Cerca de 70 anos atrás, durante a II Guerra Mundial, foi cometido um crime odioso na cidade de Leninegrado. Durante mais de mil dias, uma gang de extremistas, chamada "Exército Vermelho" manteve como reféns os milhões de habitantes da cidade e provocou assim a retaliação da Wehrmacht alemã contra centros populacionais. Os alemães não tiveram outra alternativa senão: bombardear a população e impor um bloqueio total, o que provocou a morte centenas de milhares de pessoas.

Pouco antes, um crime semelhante foi cometido na Inglaterra. A gang de Churchill infiltrou-se entre os moradores de Londres, aproveitando-se de milhões de cidadãos como um escudo humano. Os alemães foram obrigados a enviar a sua Luftwaffe e com relutância reduziram a cidade a escombros. Chamaram a isso de "Blitz".

Esta é a descrição que apareceria hoje nos livros de história - se os alemães tivessem vencido a guerra.

Absurdo? Não mais absurdo do que as descrições diárias nos nossos media, que são repetidas ad nauseam: os terroristas do Hamás utilizam os habitantes de Gaza "reféns" e exploram as mulheres e crianças como "escudos humanos". Assim, não nos deixam outra alternativa senão executar bombardeamentos maciços, nos quais, para nosso profundo desgosto, milhares de mulheres, crianças e homens desarmados são mortos e mutilados.

O FOSSO NA GUERRA DE PROPAGANDA

Nesta guerra, como em qualquer guerra moderna, a propaganda desempenha um papel importante.

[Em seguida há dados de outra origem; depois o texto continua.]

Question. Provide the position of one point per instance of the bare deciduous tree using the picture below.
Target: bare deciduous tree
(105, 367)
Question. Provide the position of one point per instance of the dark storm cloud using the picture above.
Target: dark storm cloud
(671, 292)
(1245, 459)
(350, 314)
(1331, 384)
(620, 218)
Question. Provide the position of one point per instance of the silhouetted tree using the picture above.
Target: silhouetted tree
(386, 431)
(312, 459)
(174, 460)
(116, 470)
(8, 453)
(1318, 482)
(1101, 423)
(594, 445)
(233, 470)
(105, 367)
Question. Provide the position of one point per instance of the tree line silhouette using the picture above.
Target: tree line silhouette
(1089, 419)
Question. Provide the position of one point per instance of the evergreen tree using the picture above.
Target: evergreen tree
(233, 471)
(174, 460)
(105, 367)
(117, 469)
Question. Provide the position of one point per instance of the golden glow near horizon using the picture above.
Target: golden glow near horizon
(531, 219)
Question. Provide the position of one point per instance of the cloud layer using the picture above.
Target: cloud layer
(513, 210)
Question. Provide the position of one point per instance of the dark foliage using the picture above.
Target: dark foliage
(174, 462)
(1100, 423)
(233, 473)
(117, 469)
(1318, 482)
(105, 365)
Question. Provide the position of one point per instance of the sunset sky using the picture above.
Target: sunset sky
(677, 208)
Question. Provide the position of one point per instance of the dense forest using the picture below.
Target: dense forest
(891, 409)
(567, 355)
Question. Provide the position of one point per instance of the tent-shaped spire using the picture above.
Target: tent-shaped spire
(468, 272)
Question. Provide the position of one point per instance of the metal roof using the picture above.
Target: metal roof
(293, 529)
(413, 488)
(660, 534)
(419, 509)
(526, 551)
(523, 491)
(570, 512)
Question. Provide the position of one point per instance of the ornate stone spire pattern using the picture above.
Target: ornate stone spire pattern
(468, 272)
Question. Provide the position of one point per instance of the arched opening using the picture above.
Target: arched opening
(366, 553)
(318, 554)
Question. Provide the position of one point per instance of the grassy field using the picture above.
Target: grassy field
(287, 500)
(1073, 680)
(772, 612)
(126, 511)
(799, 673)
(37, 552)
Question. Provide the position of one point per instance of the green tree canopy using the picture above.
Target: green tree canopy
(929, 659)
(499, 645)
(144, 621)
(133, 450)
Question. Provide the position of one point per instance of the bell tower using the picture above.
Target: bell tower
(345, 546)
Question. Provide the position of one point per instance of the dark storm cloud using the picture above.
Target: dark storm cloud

A disparidade entre as forças, entre o exército israelense - com seus aviões, helicópteros com metralhadoras, drones [1] , navios de guerra, artilharia e tanques - e uns poucos milhares de combatentes do Hamas com armamento ligeiro é de um para mil, talvez de um para um milhão. Na arena política o fosso entre eles é ainda maior. Mas na guerra de propaganda, o fosso é quase infinito.

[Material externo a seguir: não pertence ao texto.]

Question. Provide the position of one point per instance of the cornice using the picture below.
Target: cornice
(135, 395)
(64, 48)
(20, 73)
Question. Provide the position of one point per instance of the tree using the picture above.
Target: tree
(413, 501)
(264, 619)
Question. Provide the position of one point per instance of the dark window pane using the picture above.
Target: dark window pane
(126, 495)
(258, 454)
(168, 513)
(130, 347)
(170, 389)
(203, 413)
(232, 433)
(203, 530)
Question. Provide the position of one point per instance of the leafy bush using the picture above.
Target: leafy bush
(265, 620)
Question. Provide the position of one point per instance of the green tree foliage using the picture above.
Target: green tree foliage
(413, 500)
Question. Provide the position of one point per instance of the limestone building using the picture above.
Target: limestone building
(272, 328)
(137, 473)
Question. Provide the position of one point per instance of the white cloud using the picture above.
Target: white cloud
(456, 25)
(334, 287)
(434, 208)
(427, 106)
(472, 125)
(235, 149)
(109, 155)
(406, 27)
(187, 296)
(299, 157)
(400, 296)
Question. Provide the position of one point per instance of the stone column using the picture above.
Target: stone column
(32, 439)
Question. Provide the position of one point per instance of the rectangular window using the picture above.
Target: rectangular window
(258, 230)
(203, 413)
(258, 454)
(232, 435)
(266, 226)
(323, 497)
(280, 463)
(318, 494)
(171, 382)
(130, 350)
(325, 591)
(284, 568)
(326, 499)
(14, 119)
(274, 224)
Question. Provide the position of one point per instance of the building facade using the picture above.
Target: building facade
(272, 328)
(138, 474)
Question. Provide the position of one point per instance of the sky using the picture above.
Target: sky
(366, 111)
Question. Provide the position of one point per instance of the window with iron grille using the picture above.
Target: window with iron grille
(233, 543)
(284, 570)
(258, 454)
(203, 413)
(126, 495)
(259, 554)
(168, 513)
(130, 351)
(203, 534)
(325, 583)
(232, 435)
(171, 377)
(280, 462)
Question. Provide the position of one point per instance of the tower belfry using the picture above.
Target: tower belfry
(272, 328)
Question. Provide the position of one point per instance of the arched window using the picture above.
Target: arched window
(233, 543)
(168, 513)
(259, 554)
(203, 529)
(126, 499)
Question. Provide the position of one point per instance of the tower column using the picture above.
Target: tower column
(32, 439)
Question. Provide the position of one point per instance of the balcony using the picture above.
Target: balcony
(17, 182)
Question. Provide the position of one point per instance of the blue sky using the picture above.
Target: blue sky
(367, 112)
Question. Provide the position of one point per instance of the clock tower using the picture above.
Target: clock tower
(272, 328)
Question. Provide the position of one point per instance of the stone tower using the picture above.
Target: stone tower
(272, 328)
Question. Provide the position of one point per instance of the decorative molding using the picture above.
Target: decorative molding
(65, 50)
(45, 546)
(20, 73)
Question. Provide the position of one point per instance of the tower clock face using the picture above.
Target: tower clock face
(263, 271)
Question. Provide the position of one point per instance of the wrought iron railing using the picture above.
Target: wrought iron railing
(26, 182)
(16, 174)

Quase todos os media ocidentais repetiram inicialmente a linha oficial da propaganda israelense. Ignoraram totalmente o lado palestino da história, muito menos as manifestações diárias dos pacifistas israelenses. A lõgica do governo israelense ("O Estado deve defender seus cidadãos contra os foguetes Qassam") foi aceite como a verdade total. A visão do outro lado, de que os Qassams são uma retaliação pelo sítio que esfaima um milhão e meio de habitantes da Faixa de Gaza,

O mundo aceitou como verdadeiro o argumento de propaganda do governo de Israel ("O Estado tem de defender os cidadãos contra os foguetes Qassam"). Nenhum jornal lembrou que os Qassams são reação ao sítio, cerco, bloqueio que mata de fome 1,5 milhão de seres humanos na Faixa de Gaza, nunca foi mencionada.
Só quando as cenas horríveis de Gaza começaram a aparecer nos écrans das TV ocidentais é que a opinião pública gradualmente começou a mudar.

É verdade, os canais de TV ocidentais e israelenses só mostraram uma minúscula fracção dos horrores que aparecem 24 horas por dia no Al-Jazeera, mas uma foto de um bebé morto nos braços de um pai aterrorizado é mais poderosa do que um milhar de frases construídas com elegância pelo porta-voz do exército israelense. E isto é que decisivo, afinal de contas.

A guerra - toda a guerra - está o âmago das mentiras. Quer seja chamada de propaganda ou de guerra psicológica, todos aceitam que está certo mentir por um país. Alguém que fale a verdade corre o risco de ser marcado como traidor.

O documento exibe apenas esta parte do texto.